Les engrais, pourquoi ?

Les engrais, pourquoi ?
Les engrais, pourquoi ?

C'est évidemment la question essentielle, sans laquelle tout le reste n'a pas de sens. L'approche de tout bon jardinier est de mettre en avant les pratiques de gestion du vivant ayant le moins possible d'impact sur l'environnement.

Les engrais sont à utiliser correctement ou à ignorer totalement. Il ne peut y avoir utilisation sans maîtrise, et la première de ces maîtrises est donc la connaissance du "pourquoi".

De plus, nous faisons ici le choix de ne pas donner d'engrais à une plante intégrée dans un milieu qui est le sien, forêt, haie, prairie, s'il n'y a pas d'exportation, récolte ou coupe régulière. "Pourquoi" ne signifie nullement "toujours".

Tout le sujet traite donc de plantes vivrières (fruits et légumes), de plantes poussant en pot ou de plantes de sol riches cultivées en sol pauvre.

Différences entre milieux naturels et champs ou pots

On entend souvent l'argument "Dans les forêts, il n'y a pas d'engrais, et ça pousse !". Certes, et c'est justement dans l'essence même de la forêt, et dans les différences entre ce milieu naturel et un champ ou un pot, qu'il faut chercher la réponse.

Ces différences fondamentales sont au nombre de deux.

Tout d'abord la nature même des plantes qui poussent dans ces lieux différents : en forêt elles n'ont pas été sélectionnées pour produire vite et beaucoup, leur rendement est faible, tandis qu'un champ ou un pot abritent généralement des championnes de la production, qui y sont plantées avec une densité importante.

Ensuite, le plus fondamental c'est l'absence de récolte exportée de la forêt, alors qu'un champ n'a comme raison d'être que la récolte, donc l'exportation de matière végétale, donc de minéraux. En forêt, ce qui est produit par les plantes est consommé sur place, par les animaux (herbe, feuilles, fruits, bois) ou par les bactéries ou champignons, à l'exception des coupes de bois. Dans un pot, les feuilles qui tombent ne sont pas recyclées, elles vont ailleurs en très grande majorité.

Pour comprendre que le recyclage des matières végétales par le milieu est fondamental en forêt, observons le cycle de l'azote. Les animaux et bactéries consomment les protéines et acides aminés des plantes ou autres animaux, les plantes consomment l'azote sous forme de nitrate produit par les animaux (déjections, cadavres) ou par des bactéries transformant l'azote de l'air en nitrate ou ammoniac ou encore par des micro organismes décomposant les feuilles.
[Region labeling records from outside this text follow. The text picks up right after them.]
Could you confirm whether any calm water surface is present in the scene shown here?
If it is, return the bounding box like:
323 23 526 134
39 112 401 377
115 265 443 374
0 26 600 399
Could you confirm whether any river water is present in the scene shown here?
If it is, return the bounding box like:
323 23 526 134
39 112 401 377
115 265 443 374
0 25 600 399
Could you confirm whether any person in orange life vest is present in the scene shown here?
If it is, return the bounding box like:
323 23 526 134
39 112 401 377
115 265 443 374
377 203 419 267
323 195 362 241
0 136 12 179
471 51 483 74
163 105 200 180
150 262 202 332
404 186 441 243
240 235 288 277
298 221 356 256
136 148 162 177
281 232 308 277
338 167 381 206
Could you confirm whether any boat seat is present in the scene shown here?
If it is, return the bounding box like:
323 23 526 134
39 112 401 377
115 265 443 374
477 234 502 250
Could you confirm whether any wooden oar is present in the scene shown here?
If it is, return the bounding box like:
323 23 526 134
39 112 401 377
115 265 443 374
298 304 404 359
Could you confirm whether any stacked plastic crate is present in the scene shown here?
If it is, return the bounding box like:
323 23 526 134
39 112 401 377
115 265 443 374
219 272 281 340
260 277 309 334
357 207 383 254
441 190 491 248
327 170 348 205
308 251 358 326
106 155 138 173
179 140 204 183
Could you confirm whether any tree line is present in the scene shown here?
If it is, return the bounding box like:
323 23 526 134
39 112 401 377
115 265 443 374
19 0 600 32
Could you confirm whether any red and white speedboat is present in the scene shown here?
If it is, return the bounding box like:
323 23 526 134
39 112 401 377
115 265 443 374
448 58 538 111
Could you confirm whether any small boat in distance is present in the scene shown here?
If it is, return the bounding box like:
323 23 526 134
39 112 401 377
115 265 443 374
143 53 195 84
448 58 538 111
Donc, pour l'azote, peu d'entrées (l'azote de l'air) en forêt, mais pratiquement pas de sorties, alors que les protéines que produit la plante cultivée sont en majeure partie sorties du champ lors des récoltes, d'où une exportation importante d'azote.

Pour les minéraux tels le potassium, le magnésium, le soufre, et autres, il y a un cycle similaire. En forêt, les molécules passent des plantes aux animaux et inversement, avec une réserve dans la roche mère qui compense pertes et stockage des minéraux dans les plantes (arbres principalement). La aussi, très peu de sorties en forêt, une entrée faible mais suffisante. Dans un champ, les minéraux puisés par la plante dans le sol n'y retournent majoritairement pas.

En conclusion de ce paragraphe, nous dirons que l'azote (élément de base des protéines) et autres minéraux étant exportés des champ lors des récoltes, (non recyclés dans la culture en pot), les cultures vivrières, surtout avec les variétés sélectionnées depuis toujours par l'homme, pour leur goût et leur production sont en déficit chronique d'éléments nutritifs. Les minéraux remontant de la roche et l'azote nitrique produit par les bactéries à partir de l'azote de l'air ne suffisent pas à équilibrer la balance entrées/sorties, contrairement à un milieu naturel où le recyclage des éléments végétaux permet le réemploi de ce qui a été produit par les plantes, feuilles, fruits, bois, etc.

Quelles solutions pour équilibrer la perte d'éléments nutritif ?

Deux solutions sont envisageables : soit on change de champ chaque année, soit on enrichit la terre en azote et en potassium et autres minéraux. La première solution n'est valable que pour une densité de population très faible. Il y a donc obligation pour l'agriculture d'un pays assez peuplé à enrichir les sols.

Pour la culture en pot, c'est pareil, soit on change régulièrement le terreau, soit on ajoute des éléments nutritifs.

Ces apports doivent être calibrés, calculés et doivent concerner ce qui est réellement exporté lors des récoltes. Il ne s'agit surtout pas de mettre n'importe quoi dans le sol, en quantités estimées sans calcul.